Marian Kratochwil was one of those artists of distinction, many but not all of foreign birth, for whom the English art establishment has had shamefully little time.
Like other Polish artists of his generation he made his escape in dangerous circumstances from occupied Europe and rejoined the Polish army in Scotland in 1940. After the Second World War his background and beliefs ruled out a return to his native country, and he arrived in London in 1947, more or less penniless.
There was nothing in that background to prepare him for the radical changes in art which marked the post-war period, or indeed those which had been brewing in Paris since the year of his birth, 1906. His classical education in philosophy, coupled with one-to-one study with an experienced painter and a self-determination to learn the methods of the old masters, resulted in distancing him equally from modernism and from the feeble productions that passed for academic painting in this country. It was not a comfortable situation to be in, but, for Kratochwil, comfort was never the first consideration.
Two women helped to rescue Kratochwil from the grimness of a penurious life in post-war London. One of them, the fine New Zealand painter Kathleen Browne, eventually became his wife. Together they ran a small art school in Chelsea until their retirement in 1979, when they moved to Hampstead. The other was also a painter, now not well enough remembered, Dame Ethel Walker, who recognised his talent and unusual mind.
When Kratochwil came to London she was already in her eighties and too old to help his career in the way she wished. When she died in 1951 she bequeathed him a large number of paintings, believing that by selling them he could buy time to paint. Kratochwil felt a strong sense of responsibility towards this legacy, but fashion had passed Ethel Walker by, and her paintings did not spare him from the need to teach. It was many years before he could place the most important of them. Some of the finest he gave to the Courtauld Institute in 1973.

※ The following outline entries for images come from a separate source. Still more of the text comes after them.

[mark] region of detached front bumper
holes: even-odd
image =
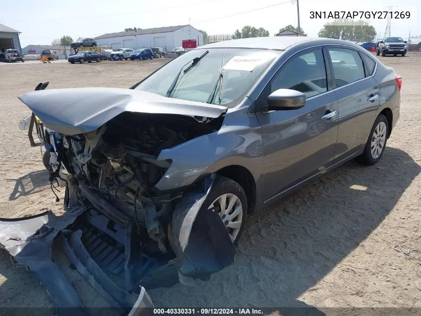
[[[59,217],[48,211],[0,219],[0,249],[7,251],[16,265],[35,274],[50,296],[55,316],[88,314],[54,257],[53,244],[64,250],[85,280],[121,315],[152,315],[153,305],[147,289],[179,282],[189,285],[192,278],[207,280],[234,262],[236,250],[219,216],[201,210],[213,183],[213,177],[207,178],[177,205],[169,239],[175,257],[167,262],[163,262],[161,256],[156,259],[143,254],[134,223],[124,227],[99,209],[87,206],[68,208]],[[93,194],[88,199],[95,198]],[[106,241],[110,239],[114,241]],[[106,271],[124,280],[125,288]]]

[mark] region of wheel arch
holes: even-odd
[[[246,193],[247,198],[247,213],[253,213],[256,206],[256,185],[252,173],[245,167],[231,165],[221,168],[216,174],[233,180],[237,182]]]
[[[386,119],[388,120],[388,135],[387,138],[389,138],[390,137],[391,133],[392,133],[392,124],[393,123],[393,113],[392,112],[392,110],[390,109],[388,107],[385,108],[383,109],[381,112],[380,113],[380,114],[383,114],[386,117]]]

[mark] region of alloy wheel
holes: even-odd
[[[384,122],[380,122],[374,129],[370,146],[371,157],[373,159],[379,158],[385,149],[387,131],[387,128]]]
[[[222,194],[211,203],[208,210],[218,212],[234,242],[243,222],[243,206],[240,198],[232,193]]]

Kratochwil began his career as a painstaking observer of the vanishing rural life of eastern Poland, and his drawings of it are of great historical as well as aesthetic interest. He continued this fine graphic tradition with sketches of Scottish weather done in spare moments while in the Polish army, then with scenes of London life in the East End, and after 1956 in Spain.
Often his attention would focus on the ironies and humiliations of the human condition. From 1932 onwards he developed his oils technique, to the point where he could justly represent the Spanish landscape, say, with the ferocious concentration on its rocky structure that David Bomberg evinced in his landscapes of the Ronda district, or again with the celestial vision of El Greco at Toledo, a city he represented in paintings that do no violence to the memory of his great predecessor.
Marian Kratochwil's love affair with Spain, and with Toledo in particular, was fully reciprocated, and it is in the Museo de Santa Cruz in that city that the best collection of his work is now to be found. Spain, with its respect for continuity was prepared to give the foreigner wall space which neither Poland nor Britain allowed him.
In his last 10 years Kratochwil was engaged on a series of allegorical subjects, perhaps taking their departure from his many paintings of Don Quixote. They culminate in a large and complex painting which seems to represent the worldly powers contemplating their apocalypse, surely one of the most curious and unusual canvases to be painted in recent years, which was still on his easel a year ago, but is now on permanent display in Granada.
Even in old age, Marian Kratochwil was a commanding figure of impressive size, a fervent talker and prodigious correspondent. He was wholly unaffected by ideas of political correctness, or by a sense of modernist evolution in art. His discourse drew on his education and extensive reading, not without nostalgia, but fixed always on two topics that he thought were completely interdependent - humanity and art.
With the help of devoted friends he and Kathleen maintained their Hampstead home in the teeth of old age and infirmity. A few years ago he unexpectedly found himself in a position to do as he had longed to do and publish a study of Kathleen Browne (who survives him), which in its turn throws light on his own character, and is written with understanding and the tender gallantry of a distant age. Conversely, he bitterly regretted not being away to clear away the cloud of oblivion he felt had fallen on his late patroness, Ethel Walker.